Algeria Donates World Cup Bonus to Gaza

Returning to hero’s welcome in their country, Algeria World Cup football team members have revealed that they intend to donate their bonus money to people in the besieged Gaza strip.

Friday, July 04, 2014

Returning to hero’s welcome in their country, Algeria World Cup football team members have revealed that they intend to donate their bonus money to people in the besieged Gaza strip.

As reported in Algeria’s daily Echorouk Online, the Desert Foxes’ striker Islam Slimani commented on promises of huge bonuses for the team by saying they will donate them to Gaza.

"They need it more than us;” the widely spread daily quoted Slimani, who plays for Sporting Lisbon, on Thursday, July 3.

If confirmed, the donated World Cup prize money is estimated by around $9 million to the people in Gaza.

Similar information was reported by the British daily The Independent which quoted Jordanian football writer Waleed Abu Nada saying that Slimani said: "They need it more than us.”

Algeria won over a lot of new fans with a spirited World Cup that saw them advance into the round of 16 for the first time in the country’s history.

The team has also won the hearts and minds of many with their heroic effort in pushing Germany to extra-time in their round of 16 World Cup clash.

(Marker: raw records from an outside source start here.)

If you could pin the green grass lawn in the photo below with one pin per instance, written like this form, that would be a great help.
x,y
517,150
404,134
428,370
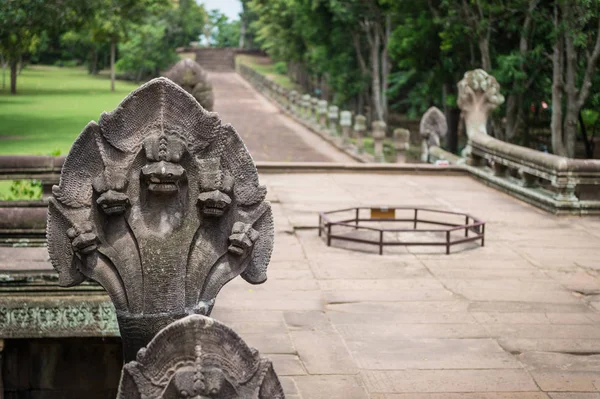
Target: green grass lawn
x,y
52,107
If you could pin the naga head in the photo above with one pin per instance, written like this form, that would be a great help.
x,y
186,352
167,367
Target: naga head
x,y
199,382
83,239
242,238
111,184
163,173
216,187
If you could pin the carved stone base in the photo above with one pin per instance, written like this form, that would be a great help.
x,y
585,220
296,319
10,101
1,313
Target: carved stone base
x,y
138,330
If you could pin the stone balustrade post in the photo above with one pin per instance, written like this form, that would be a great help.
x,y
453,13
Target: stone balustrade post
x,y
293,96
306,106
401,143
378,128
284,98
333,116
322,111
432,129
360,127
314,105
478,95
346,125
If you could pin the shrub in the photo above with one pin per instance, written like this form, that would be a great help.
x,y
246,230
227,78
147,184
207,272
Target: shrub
x,y
23,190
280,68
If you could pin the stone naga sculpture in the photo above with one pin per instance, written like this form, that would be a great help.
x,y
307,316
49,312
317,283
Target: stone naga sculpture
x,y
432,128
192,78
478,95
160,203
198,357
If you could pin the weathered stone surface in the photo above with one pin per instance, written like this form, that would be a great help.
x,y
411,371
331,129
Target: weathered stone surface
x,y
331,387
478,95
405,381
159,203
192,78
433,127
199,357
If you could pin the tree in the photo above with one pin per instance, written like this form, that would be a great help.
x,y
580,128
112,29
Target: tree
x,y
112,20
221,31
22,23
146,52
574,61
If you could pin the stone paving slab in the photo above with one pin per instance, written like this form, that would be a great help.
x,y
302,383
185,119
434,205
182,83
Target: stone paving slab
x,y
516,319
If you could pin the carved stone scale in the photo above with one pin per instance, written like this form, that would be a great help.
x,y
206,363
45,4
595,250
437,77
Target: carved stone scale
x,y
160,203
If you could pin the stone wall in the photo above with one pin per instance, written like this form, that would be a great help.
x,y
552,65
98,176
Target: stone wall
x,y
61,368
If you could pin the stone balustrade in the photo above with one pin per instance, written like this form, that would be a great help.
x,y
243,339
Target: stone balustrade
x,y
557,184
335,125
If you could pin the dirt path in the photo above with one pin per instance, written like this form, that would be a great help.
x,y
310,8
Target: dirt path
x,y
268,134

Returning home on Wednesday, the Desert Foxes were met by Prime Minister Abdelmalek Sellal, who embraced the team’s Bosnian coach Vahid Halilhodzic

"Allahu akbar, Halilhodzic,” shouted fans at Algiers airport as the team emerged, a chant repeated later on the streets of the capital.

The squad boarded a bus painted green and white, with each player’s name daubed in red, the three colors of the national flag, and toured the capital.

Gaza has been blockaded by Israel since 2006.

Livelihood in the Gaza Strip, home to more than 1.8 million, has badly deteriorated since Israel imposed a crippling siege on the enclave in 2006.

The siege leaves most of Gazans cut off from the outside world and struggling with desperate poverty.

A UN report said last May that poverty stood at 40 percent among Gaza population, of whom 80 percent depended on outside aid.

The report said nearly 30 percent of Gazans were jobless and that eight out of 10 households are dependent on some kind of aid.